Posted By: Mike HolmesCan you switch tactics in a fight, such that you can use other stats? If so, then the skill damage becomes more pressurizing, and less a winning move. Maybe I can prevent physical harm, but then I might be subject to being convinced to stop attacking with words?
Posted By: Mike HolmesI'm not seeing how Michael's use of FUDGE dice solved his problem... didn't he still whif close to 50% of the time? (The bell curve on fudge dice only slants things slightly to zero in the overall curve). In any case, a rough, but simple solution to this, is to roll two dice, and take the lowest.
Posted By: Mike HolmesHmm.... you're thinking of recovery as a physical thing... I can do something mental while I recover physical stats. But... if I'm fighting, I'm not using my mental ability... doesn't that imply that I should be able to recover those? Basically every character gets to recover one stat (at half or whatever) each turn, so long as he's not currently using it?

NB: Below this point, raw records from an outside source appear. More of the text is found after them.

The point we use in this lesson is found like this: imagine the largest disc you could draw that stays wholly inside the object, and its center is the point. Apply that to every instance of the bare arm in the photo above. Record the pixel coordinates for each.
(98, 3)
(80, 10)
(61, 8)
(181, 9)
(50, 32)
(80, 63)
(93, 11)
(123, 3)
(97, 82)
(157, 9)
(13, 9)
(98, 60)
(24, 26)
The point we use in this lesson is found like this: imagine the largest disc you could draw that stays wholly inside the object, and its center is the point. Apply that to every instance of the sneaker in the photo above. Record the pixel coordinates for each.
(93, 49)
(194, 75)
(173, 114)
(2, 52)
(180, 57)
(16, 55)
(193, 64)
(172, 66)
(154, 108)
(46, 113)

Posted By: Mike HolmesThat seems elegant. How about the player can forgo the roll, and get a full recovery of one stat? The half-recovery only occurs if the character also does something else.

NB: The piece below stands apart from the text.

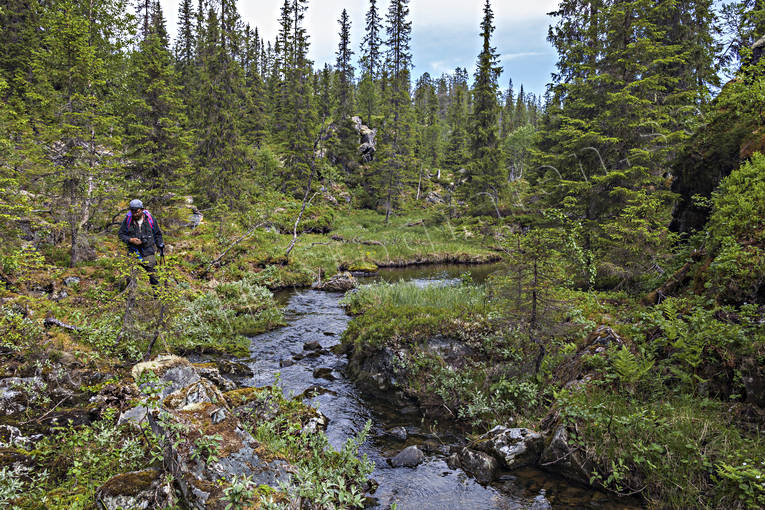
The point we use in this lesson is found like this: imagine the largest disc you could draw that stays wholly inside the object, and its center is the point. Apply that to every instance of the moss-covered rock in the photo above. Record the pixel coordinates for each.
(363, 267)
(136, 490)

Posted By: Mike HolmesYes, definitely killing damage needs to have the character out of conflict to resolve. This is to make it a more important goal. But I fear that it makes stat damage too weak.
Posted By: Mike HolmesAgain, what if you have long-term and short-term stat damage? That is, whenever you recover in a fight, you can only at best recover up to stat -1 (that one irreparable point representing longer lasting effects of the damage). To get back that last point, like healing killing damage, you have to get out of the conflict, and have some ability that can take care of that damage.
Posted By: Mike HolmesThe issue now with "switching tactics" is that as you have it... is there ever any reason for a character to use anything but his highest ability? Is there any penalty for using words in a sword-fight? Or for trying to use a sword in an debate? Are certain goals only achievable with certain abities?